Content warning: Very none descript sexual interactions; off the page sex; mentions of stalking, abuse, and rape
What I liked: I really liked Rebecca. Even though she was very judgmental of the people around her, Modern and Postmodern music, and made some decisions which landed her in trouble and lied about things I understood her as a character, as a flawed person. Rebecca was raised learning how to play the piano and music from before the Modern Era music, so she prefers the sounds of Bach and Mozart to anything her fellow students listen to. Especially when it comes to rock n’ roll. Rebecca has a strained relationship with her mother for several reasons, mainly because she was uprooted from where she grew up and placed as far away as her mother could get while remaining in the same country. Not to mention the fact that the biggest secret her mother tries to keep from her Rebecca already knows, which leads to more complications for the two. I liked that because it shows how things can really be between family because of secrets that affect both parties involved. It felt real.
What I didn’t like: What she ends up lying about to her mother. She could have easily denied what Kyle (the guitar player) says and said something else entirely that happened which would have not been as bad as what she lied about. There’s also the inconsistency of Alex’s hair color, in the opening scene of the book. She’s described as a blond but when the story rewinds to the beginning of how everything happened she has black hair (which can be described as brunette since natural black hair is really just incredibly dark brown hair). Then when the scene happens chronologically she still has black hair.

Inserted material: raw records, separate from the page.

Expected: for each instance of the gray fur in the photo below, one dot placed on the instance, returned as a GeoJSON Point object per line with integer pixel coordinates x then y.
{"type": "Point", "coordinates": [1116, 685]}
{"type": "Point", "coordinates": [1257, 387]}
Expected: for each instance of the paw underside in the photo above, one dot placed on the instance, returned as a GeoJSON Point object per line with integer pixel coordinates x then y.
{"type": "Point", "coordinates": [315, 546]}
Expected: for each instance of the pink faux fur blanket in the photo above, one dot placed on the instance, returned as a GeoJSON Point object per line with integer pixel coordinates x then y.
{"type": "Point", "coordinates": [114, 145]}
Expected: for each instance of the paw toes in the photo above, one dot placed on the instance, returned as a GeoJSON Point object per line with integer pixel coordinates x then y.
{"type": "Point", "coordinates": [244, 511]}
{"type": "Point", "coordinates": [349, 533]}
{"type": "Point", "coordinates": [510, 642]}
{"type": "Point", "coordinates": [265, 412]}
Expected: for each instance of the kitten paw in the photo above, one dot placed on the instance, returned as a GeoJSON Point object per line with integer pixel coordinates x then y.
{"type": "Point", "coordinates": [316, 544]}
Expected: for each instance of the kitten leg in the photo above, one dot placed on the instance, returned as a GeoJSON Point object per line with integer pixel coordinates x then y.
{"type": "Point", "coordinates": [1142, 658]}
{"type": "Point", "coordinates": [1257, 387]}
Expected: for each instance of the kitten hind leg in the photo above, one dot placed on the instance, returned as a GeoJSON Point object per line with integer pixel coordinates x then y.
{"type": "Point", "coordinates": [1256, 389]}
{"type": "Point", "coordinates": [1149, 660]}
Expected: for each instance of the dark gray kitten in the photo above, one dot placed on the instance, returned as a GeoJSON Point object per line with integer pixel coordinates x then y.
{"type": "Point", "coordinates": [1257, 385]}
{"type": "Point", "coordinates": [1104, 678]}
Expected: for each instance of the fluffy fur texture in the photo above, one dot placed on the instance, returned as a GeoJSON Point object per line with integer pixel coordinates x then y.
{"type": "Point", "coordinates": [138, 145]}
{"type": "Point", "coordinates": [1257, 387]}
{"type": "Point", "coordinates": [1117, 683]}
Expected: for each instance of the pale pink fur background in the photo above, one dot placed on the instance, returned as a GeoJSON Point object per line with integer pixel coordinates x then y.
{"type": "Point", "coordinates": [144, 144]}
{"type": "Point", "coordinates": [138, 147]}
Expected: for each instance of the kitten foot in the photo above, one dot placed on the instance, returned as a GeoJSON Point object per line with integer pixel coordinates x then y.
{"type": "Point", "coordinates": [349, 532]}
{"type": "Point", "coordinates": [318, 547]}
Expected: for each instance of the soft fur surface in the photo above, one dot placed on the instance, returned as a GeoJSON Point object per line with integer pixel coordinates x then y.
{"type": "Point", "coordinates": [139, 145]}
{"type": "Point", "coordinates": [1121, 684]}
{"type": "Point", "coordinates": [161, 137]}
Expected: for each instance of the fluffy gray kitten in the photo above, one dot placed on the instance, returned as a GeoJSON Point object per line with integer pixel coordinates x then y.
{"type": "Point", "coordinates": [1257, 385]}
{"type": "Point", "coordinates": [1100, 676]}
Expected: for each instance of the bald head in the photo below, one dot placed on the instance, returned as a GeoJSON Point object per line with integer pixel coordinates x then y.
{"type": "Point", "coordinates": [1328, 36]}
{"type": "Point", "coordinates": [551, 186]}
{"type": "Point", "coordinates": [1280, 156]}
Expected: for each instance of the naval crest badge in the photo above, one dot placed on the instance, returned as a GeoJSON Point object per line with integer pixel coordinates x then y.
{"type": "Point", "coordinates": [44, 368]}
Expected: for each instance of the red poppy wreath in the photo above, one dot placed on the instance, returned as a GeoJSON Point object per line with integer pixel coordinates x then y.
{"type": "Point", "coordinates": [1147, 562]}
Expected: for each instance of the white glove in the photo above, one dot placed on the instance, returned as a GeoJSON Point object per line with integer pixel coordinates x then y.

Overall Review: Rebecca can be a very judgmental character, possibly due to how she was raised and the values she was raised with. Nevertheless, this a powerful book about what can happen to a person who feels as if they have to be perfect and carries around bitter resentment because of an incident that neither her or her mother speaks about. Rebecca is flawed in all the right ways making her have a depth to herself that I hadn’t expected when I started this story. While she tries to do what she believes is right in some places, in other instances she can be cruel to people or make bad decisions that affect others more than she realizes when she first lies in a long string of lies. The songs also referenced by Kyle are actually, considerably more important than just passing songs referenced. They played their own role in revealing the story.
Recommend?: Yes! This was an excellent read and I really enjoyed it!